California College of the Arts Expansion

This innovative project blends sustainability with seismic resilience, highlighting the natural beauty and structural functionality of mass timber. Conceived as a creative ecosystem where different art and design disciplines can interact and overlap, the California College of the Arts Expansion establishes a vibrant indoor-outdoor environment for learning and making that strengthens relationships among people, ideas, and creative practices. 
 
The building’s concrete ground level is a hub of indoor-outdoor workshops for more physically intensive art-making practices and fabrication. Emerging from this base, two mass timber pavilions house classrooms, art studios, and exhibition galleries. Leading onto a green-terraced landscape that unites the building’s lower and upper levels, the three-story Hooper Pavilion and one-story Irwin Pavilion are among the first exposed mass timber structures in California. 
 
With their expressive features, the pavilions showcase innovative structural design as well as the ambitious sustainability goals upheld by the California College of the Arts. The Type V-B structures incorporate glulam columns and beams, CLT floor and roof panels, and structural steel, optimizing the distinctive strengths of each material.
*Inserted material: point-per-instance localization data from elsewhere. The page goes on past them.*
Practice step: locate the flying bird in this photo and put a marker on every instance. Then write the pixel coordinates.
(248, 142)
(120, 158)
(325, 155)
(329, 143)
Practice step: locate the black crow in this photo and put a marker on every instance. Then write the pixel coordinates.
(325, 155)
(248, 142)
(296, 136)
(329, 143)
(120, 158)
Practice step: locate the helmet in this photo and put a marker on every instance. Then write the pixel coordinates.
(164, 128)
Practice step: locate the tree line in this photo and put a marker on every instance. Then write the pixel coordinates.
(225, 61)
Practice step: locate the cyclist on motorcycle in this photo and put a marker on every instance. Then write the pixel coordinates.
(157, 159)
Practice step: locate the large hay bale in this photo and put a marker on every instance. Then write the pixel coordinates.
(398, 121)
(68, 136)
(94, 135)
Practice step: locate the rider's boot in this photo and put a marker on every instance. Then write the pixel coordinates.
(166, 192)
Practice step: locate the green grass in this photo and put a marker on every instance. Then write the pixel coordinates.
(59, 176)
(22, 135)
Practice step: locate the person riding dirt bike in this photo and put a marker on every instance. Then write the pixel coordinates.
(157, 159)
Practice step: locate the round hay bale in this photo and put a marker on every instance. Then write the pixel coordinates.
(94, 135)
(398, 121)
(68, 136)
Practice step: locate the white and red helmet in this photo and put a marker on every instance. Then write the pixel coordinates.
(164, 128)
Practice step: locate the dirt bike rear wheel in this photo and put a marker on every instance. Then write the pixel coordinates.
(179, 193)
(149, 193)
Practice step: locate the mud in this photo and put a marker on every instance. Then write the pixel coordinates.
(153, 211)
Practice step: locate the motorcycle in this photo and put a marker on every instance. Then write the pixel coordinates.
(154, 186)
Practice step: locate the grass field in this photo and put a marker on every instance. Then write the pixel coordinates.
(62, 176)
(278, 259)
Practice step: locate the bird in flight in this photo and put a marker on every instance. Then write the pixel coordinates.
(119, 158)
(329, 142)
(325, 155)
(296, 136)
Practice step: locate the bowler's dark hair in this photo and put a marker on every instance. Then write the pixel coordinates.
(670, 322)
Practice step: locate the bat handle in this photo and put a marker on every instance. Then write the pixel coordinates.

The exterior of each pavilion is wrapped in a striking timber-steel hybrid eccentrically braced frame (EBF), which combines the stiffness of a concentrically braced frame with the ductility of a moment frame for use in high-seismic zones.  
 
The EBFs were formed using 12-inch-square glulam members, ebony-stained to match the steel. Each was attached to a knife plate using steel dowels, and the plates connect with a single pin to the horizontal perimeter beams wrapping the buildings. Engineers designed the pins so the timber members are only subjected to axial loads, simplifying the connection by providing rotational freedom.  
 
To meet San Francisco’s challenging seismic requirements, engineers decoupled the gravity and lateral systems. The mass timber gravity systems—3-ply CLT panels with glulam beams, girders, and columns—were carefully detailed with consideration for lateral seismic drift. The EBF lateral systems are slightly offset from the gravity structures and wrapped around the building perimeters, adding robustness and ductility. In addition, seated glulam beam and column base connections were designed with slotted holes to avoid inhibiting the rotations of the members, which could happen with lateral building displacement. Because CLT diaphragms were not prescriptively recognized in the code at the time the project was permitted, concrete floor toppings are used as the diaphragms and are tied to the horizontal perimeter beams. This groundbreaking seismic design underwent a rigorous peer review to validate the approach. 
 
The glulam was preservative pressure treated in accordance with American Wood Protection Association (AWPA) Use Category 3B (UC3B), intended for exterior applications where the wood is not in direct contact with the ground. Dowels and fasteners were installed only from the inside of the building, avoiding exposed holes on the exterior. The braced frames were also fabricated with drip edges at the ends, and a saw cut for the connecting knife plate was added to the underside of each brace to prevent water from becoming trapped.